Should the Council President run and win, should he be viewed as a lackluster imitation of the current Executive? If he does not take the office (either by opting not to run or running and not winning) will he treat the successful winner as stepping into shoes they will never be able to fill?

Public Hospitals on Life Support?

County Council is considering whether to form an independent panel to examine the possibility of pulling several authorities into County government or privatize them altogether. One of these agencies is the Kane Regional Hospitals, the County-owned system of four nursing care centers.

Might the analysis be beaten to the punch by the circumstances facing publicly-run hospitals?

An article in the Wall Street Journal notes that with rising costs, increasing complexity and regulations, and other factors government owned hospitals and care centers might be disappearing altogether as governments consider selling them.

According to the article about 1k of the nation’s 5k hospitals are owned by a government agency. There were 16 fewer of these public hospitals in 2008 than were there five years earlier and one analyst opined that "by nature of their small size, independence, and political entanglements [many] are poorly equipped to survive."

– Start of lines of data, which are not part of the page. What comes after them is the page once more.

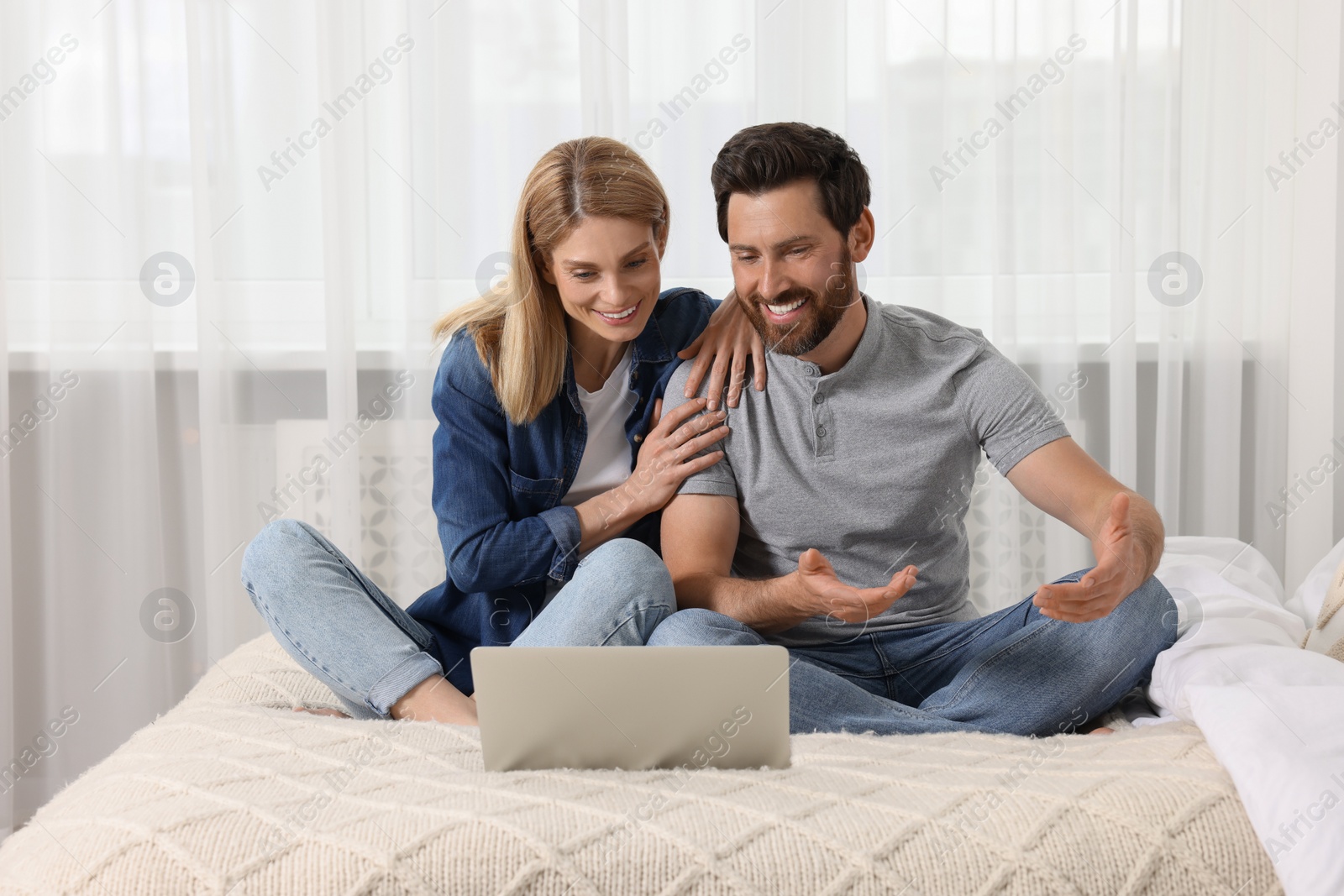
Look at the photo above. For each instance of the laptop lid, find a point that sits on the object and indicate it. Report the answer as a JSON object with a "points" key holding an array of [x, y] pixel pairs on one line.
{"points": [[632, 707]]}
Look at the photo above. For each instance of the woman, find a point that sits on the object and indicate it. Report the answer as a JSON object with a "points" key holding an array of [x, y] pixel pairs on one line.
{"points": [[548, 396]]}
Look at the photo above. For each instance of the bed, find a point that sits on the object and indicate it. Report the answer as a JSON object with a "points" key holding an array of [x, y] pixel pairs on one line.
{"points": [[233, 793]]}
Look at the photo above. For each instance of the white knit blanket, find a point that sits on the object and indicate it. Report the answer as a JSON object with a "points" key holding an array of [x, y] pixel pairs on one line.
{"points": [[232, 793]]}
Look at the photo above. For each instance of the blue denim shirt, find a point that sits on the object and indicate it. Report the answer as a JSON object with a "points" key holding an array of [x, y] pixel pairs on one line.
{"points": [[497, 486]]}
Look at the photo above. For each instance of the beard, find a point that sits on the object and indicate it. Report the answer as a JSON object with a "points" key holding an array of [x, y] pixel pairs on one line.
{"points": [[820, 315]]}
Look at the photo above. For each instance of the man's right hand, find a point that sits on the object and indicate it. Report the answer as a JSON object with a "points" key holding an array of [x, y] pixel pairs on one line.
{"points": [[823, 594]]}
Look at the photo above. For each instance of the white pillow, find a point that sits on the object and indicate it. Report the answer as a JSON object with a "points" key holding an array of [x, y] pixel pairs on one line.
{"points": [[1310, 595]]}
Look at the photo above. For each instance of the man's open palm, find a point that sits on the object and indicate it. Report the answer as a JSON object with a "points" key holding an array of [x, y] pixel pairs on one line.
{"points": [[1119, 571], [828, 595]]}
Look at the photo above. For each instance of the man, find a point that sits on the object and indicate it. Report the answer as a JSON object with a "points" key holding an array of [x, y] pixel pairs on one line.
{"points": [[839, 472]]}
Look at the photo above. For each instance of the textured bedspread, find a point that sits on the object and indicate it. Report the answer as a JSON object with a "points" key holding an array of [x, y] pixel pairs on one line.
{"points": [[233, 793]]}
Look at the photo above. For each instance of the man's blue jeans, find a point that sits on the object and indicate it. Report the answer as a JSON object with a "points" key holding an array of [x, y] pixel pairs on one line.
{"points": [[1014, 671], [340, 626]]}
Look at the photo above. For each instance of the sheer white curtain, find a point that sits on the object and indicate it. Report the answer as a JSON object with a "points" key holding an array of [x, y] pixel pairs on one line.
{"points": [[336, 175]]}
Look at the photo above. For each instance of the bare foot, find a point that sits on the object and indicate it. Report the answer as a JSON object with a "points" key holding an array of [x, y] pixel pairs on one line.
{"points": [[436, 700], [322, 712]]}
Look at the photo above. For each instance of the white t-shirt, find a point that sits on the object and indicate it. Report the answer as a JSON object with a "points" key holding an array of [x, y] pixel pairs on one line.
{"points": [[606, 456]]}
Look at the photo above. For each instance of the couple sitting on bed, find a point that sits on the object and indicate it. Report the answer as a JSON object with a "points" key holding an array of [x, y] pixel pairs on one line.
{"points": [[570, 454]]}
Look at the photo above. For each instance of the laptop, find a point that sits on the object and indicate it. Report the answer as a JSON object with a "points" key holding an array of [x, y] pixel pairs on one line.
{"points": [[632, 707]]}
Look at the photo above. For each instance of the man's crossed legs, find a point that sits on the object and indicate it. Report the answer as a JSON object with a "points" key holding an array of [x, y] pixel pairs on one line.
{"points": [[1014, 671]]}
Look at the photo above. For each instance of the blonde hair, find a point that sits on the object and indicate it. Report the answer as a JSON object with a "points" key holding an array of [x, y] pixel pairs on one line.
{"points": [[519, 325]]}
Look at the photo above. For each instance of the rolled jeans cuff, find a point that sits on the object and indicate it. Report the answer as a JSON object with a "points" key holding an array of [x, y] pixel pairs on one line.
{"points": [[396, 684]]}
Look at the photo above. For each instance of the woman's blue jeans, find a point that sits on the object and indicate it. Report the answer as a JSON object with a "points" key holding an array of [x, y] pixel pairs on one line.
{"points": [[340, 626], [1014, 671]]}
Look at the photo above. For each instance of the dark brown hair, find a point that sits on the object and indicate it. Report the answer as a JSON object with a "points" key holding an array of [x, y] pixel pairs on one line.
{"points": [[763, 157]]}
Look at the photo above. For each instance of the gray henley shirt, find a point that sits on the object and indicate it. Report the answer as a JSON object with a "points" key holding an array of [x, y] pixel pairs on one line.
{"points": [[873, 464]]}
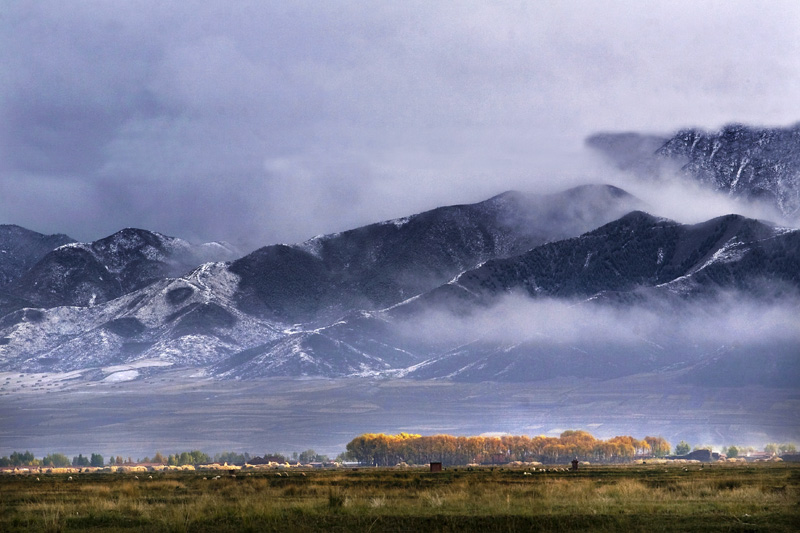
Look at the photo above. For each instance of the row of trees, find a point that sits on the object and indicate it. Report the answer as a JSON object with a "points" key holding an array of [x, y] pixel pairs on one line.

This is not to imply that the Kane system is among them. In the 2003 sunset review it was argued that the Kanes exist because "residents who lack resources to access private healthcare have historically turned to Allegheny County to provide that care". The Kanes outsourced several components of their operations and in 2006 an action plan was put into place where two centers became comprehensive living centers with independent living units. Surplus land was sold off and the Executive stated that "the changes I am implementing at the Kane Centers will not only respond to the changing needs of our population, but they will also enable us to erase the Kane Centers’ deficit for 2006 and operate the Centers at a break-even level for the foreseeable future".

Since that time there are still roughly the same number of employees (1,179 in 2009), the same number of beds (1,344 in 2009) and occupancy remains in the high 80s.